Camera equipment can be a concern. Back in the day, you would have to adjust camcorders to work like professional camera systems. This has now progressed into cellphones, which many have 4K high-end cinema, yet lack depth of field and other lenses. In order to make either work well, you have to get adaptors and other equipment to stabilize and alter what is filmed/recorded.

The style of shooting.  Too many indie films have shakey camera work and flaws.  Use a tripod whenever you can.  If not, try rigging a steady cam setup, so you can smoothly move around with the camera attached.  Minimize zooms, unless the shots call for them.  You can always fake a slight zoom in post production to keep things in motion.  Laying down smooth surfaces or creating a railroad style track can allow you to create a wheel based movement system for simulating dolly and other styles of shooting.  For instance, if you had a tripod with wheels and a large enough platform for your actor to stand on with the camera setup, you could wheel the camera around your actor while the background is spinning.  You can simulate a lot of these things with greenscreen setups too, but that's trickier than just going out and shooting it for real.  You can buy, rent, or build a crane setup, so that you can lift the camera in a smooth motion up over the trees or down to your actors.  These are all traditional styles and help make your movie look more professional.  Beware that camcorders still have a problem with fast side-to-side movement, creating digital artifacting instead of smooth motion blur.  Playback results of a shoot on set, then determine if you need to change anything to fix it.

Lighting impacts everything.  One of my friends/ colleagues is a lighting nut, after many indie film experiences.  I agree that creative lighting is important.  Look at any large Hollywood production and you can tell they didn't just whip out a camera and shoot in front of them.  They carefully placed lighting to create moods and highlight certain parts of the set.  It's an art unto itself, and indie productions generally forget about it.  While my first film, Blood Donors, was intended as a horrible spoof on indie horror films and their lack of quality, using minimal lighting helped prove the case in point.  Also, don't forget to light your cast in different ways to get a desired look, aside from the background.  If I'm correct, George Lucas uses a lot of "back lighting" techniques to get the classic film serial looks of the old days of motion pictures.  Indiana Jones, Star Wars, and more are built on such styles.  They wouldn't have that powerful feel without the lighting being what it is.  You can change the color of your lights, using gels, and set a tone/ mood for your movie, on that alone.  Just don't leave out lighting in making things look more professional.

Acting can be altered to make things a bit more professional, too!  Let's assume your cast is what it is and can't act.  You are wondering what you can do to enhance their performance within your production.   Well, using all the other things mentioned will help, but there's more you can do.  In post production, you can do slight zooms to back up the emotional context of what they are saying in the dialogue or facial expression.  Also, quicker cuts can minimize audience agony.  also, placement of edits can affect viewer perception.  Be creative and use the acting performance as raw material to be manipulated, rather than totally important unto itself.  Chances are, your cast is not as good as hiring A list stars, so you have to work within your means.

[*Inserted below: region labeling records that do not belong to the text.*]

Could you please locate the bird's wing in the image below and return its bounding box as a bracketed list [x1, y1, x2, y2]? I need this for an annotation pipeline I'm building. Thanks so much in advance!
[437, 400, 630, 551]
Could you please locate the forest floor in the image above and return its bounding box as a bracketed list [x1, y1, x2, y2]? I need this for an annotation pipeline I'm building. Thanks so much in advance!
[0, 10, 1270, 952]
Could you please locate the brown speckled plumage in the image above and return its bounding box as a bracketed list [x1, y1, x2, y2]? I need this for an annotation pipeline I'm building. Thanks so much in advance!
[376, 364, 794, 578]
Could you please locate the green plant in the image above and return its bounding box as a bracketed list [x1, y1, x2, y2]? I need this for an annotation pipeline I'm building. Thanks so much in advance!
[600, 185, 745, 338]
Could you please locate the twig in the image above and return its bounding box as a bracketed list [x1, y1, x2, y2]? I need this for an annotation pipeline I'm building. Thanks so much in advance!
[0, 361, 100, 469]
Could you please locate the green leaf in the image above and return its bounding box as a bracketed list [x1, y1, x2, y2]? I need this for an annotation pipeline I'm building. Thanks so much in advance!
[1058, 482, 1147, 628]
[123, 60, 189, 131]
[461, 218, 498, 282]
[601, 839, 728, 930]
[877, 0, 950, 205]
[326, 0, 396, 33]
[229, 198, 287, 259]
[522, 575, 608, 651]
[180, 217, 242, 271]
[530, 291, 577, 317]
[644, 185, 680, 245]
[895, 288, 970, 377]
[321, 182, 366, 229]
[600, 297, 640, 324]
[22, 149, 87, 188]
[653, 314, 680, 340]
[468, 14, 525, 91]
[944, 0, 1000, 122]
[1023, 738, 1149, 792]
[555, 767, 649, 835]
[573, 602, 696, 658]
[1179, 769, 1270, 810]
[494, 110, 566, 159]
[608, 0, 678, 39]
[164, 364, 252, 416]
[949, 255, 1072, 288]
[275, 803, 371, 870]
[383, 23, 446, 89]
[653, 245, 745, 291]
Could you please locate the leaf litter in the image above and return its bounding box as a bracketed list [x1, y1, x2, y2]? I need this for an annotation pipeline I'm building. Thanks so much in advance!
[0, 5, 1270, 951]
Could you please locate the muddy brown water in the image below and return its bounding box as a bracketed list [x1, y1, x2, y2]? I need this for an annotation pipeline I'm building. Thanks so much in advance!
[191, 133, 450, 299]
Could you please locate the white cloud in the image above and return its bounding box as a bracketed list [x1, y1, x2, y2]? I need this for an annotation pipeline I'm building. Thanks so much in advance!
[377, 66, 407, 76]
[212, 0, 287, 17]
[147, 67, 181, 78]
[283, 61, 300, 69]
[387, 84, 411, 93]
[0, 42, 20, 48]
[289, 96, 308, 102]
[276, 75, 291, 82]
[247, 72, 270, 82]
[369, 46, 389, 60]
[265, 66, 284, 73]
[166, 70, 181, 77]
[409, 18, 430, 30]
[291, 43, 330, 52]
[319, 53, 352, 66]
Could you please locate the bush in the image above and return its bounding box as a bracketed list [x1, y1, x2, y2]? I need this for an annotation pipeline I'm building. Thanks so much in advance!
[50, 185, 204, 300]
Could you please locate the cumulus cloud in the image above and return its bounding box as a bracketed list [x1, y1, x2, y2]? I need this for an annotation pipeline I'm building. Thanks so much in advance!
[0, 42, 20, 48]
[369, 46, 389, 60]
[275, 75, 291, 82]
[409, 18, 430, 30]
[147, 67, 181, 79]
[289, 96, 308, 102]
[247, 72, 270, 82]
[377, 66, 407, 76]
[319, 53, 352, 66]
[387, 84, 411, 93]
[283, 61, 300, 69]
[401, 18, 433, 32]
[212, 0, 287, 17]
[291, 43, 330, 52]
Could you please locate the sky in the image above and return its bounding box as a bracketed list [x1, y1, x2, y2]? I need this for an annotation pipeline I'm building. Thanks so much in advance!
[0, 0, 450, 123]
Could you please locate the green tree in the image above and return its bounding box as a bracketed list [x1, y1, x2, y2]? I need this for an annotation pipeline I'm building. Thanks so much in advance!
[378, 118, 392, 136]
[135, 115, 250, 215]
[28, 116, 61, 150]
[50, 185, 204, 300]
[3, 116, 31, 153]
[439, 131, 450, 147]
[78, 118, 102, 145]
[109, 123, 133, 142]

Sound is equally important in making a production seem good or bad.  We'll assume you have audio connectors on your camcorder to capture sound with the video.  There are different types of microphones and techniques for capturing your cast's dialogue.  Hollywood has typically used Boom microphones, where a person holds a pole with a fuzzy coated mic over the cast and the camera keeps it out of frame.  The fuzzy part keeps static noise and other outside noise down, while the microphone inside pretty much captures sound it is aimed at.  For my latest film, Salvaging Outer Space, which was all greenscreen shot for computer generated backgrounds, I used clip-on microphones, which are generally used for interviewing.  It helped me keep a very consistent dialogue volume level and reduced noise because the proximity of the mics to the mouths was closer.  The only downfall of clip-ons is when the actor moves around and the clothing rubs against the microphone, creating a scratchy sound or popping sound.  Wireless models allow for all types of shoots, but the clip-on problems have to be monitored at all times, but seems worth it to me for many reasons, including not having to worry about a boom mic operator.

Other sound improvements are done in post production.  You have noise reduction tools in many Non Linear Editor software to reduce unwanted sound.  Also, you can enhance the dialogue and I even know how to fix bad acting in dialogue, but that's my little secret.  Sound effects are important and there are tons of free libraries to use for enhancing the audio experience for your audience.   Sometimes, replacing bad sound effects, like bad car door closing sounds or crappy footsteps, and anything else you can think of....can all have a positive effect.  If your actor has a part where they scream and it sounds like garbage or is distorted, you can replace it with a more professional one, whether you recorded it or someone else did.  Always watch out for copyright infringement and don't use stuff that you haven't obtained rights for.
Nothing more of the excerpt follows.